- Born: 13 September 1923 Plzeň, Czechoslovakia
- Died: 14 July 1998 (aged 74) Prague, Czech Republic
- Education: Czechoslovak Academy of Sciences
- Occupations: poet, immunologist
- Writing career
- Language: Czech
- Years active: 1958–96

= Miroslav Holub =

Czech poet

Miroslav Holub (/cs/; 13 September 1923 – 14 July 1998) was a Czech poet and immunologist.

Holub's work was heavily influenced by his experiences as an immunologist, writing many poems using his scientific knowledge to poetic effect. His work is almost always unrhymed, so lends itself easily to translation. It has been translated into more than 30 languages and is especially popular in the English-speaking world. Although one of the most internationally well-known Czech poets, his reputation continues to languish at home.

Holub was born in Plzeň. His first book in Czech was Denní služba (1958), which abandoned the somewhat Stalinist bent of poems earlier in the decade (published in magazines).

In English, he was first published in the Observer in 1962, and five years later a Selected Poems appeared in the Penguin Modern European Poets imprint, with an introduction by Al Alvarez and translations by Ian Milner and George Theiner. Holub's work was lauded by many, including Ted Hughes and Seamus Heaney (eg there are five poems by Holub in their 1982 anthology The Rattle Bag), and his influence is visible in Hughes' collection Crow (1970).

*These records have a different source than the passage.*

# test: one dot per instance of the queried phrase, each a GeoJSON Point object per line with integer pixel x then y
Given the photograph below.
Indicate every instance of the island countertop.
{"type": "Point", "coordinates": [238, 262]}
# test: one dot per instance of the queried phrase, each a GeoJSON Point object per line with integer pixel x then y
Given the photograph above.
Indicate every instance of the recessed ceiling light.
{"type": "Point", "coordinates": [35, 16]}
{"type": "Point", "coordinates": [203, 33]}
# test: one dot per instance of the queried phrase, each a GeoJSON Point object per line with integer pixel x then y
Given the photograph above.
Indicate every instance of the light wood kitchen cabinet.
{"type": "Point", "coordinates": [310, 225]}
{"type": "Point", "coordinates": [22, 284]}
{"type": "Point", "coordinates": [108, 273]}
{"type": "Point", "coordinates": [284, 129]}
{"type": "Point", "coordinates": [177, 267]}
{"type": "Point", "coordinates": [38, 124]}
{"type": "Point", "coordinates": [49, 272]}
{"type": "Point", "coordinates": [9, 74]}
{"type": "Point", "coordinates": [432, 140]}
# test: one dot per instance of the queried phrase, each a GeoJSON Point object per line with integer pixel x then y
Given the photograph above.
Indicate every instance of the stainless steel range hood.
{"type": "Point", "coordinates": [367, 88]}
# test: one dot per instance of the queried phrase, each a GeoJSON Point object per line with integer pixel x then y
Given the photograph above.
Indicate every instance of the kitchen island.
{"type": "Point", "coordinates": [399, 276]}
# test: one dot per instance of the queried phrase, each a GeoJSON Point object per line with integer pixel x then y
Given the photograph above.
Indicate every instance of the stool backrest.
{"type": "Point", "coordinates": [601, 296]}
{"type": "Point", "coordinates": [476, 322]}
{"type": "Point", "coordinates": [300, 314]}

In addition to poetry, Holub wrote many short essays on various aspects of science, particularly biology and medicine (specifically immunology) and life. A collection of these, titled The Dimension of the Present Moment, is still in print. In the 1960s, he published two books of what he called 'semi-reportage' about extended visits to the United States.

Under the fictitious name "Jaromil," Holub figures prominently in Patricia Hampl's memoir of her Czech heritage, A Romantic Education, first published in 1981 and reissued in 1999 with an Afterword revealing his real name.

The minor planet 7496 Miroslavholub, an outer main belt asteroid, is named in his honour.

==Works in translation==
- Vanishing Lung Syndrome, trans. David Young and Dana Habova (Oberlin College Press, 1990). ISBN 0-932440-52-5; (Faber and Faber, 1990). ISBN 0-571-14339-3
- Intensive Care: Selected and New Poems, ed. David Young (Oberlin College Press, 1996). ISBN 0-932440-76-2
- The Rampage, trans. David Young, Dana Hábová, Rebekah Bloyd and the author (Faber and Faber 1997) ISBN 0-571-19253-X
- Poems Before and After: Collected English Translations (Bloodaxe Books; 2nd ed. 2006). ISBN 1-85224-747-9
- Shedding Life: Disease, Politics and Other Human Conditions trans. David Young, with assistance from Dana Habova, Todd Morath, Vera Orac, Catarina Vocadlova, and the author (Milkweed Editions, 1997). ISBN 1-57131-217-X
- Supposed to Fly trans. Ewald Osers (Bloodaxe Books; 1996). ISBN 1 85224 274 4
- The Fly trans. Ewald Osers, George Theiner, Ian & Jarmila Milner (Bloodaxe Books; 1987). ISBN 1 85224 018 0
- The Vintage Book of Contemporary World Poetry, edited by J. D. McClatchy, Vintage Books, 1996. ISBN 0-679-74115-1, 9780679741152.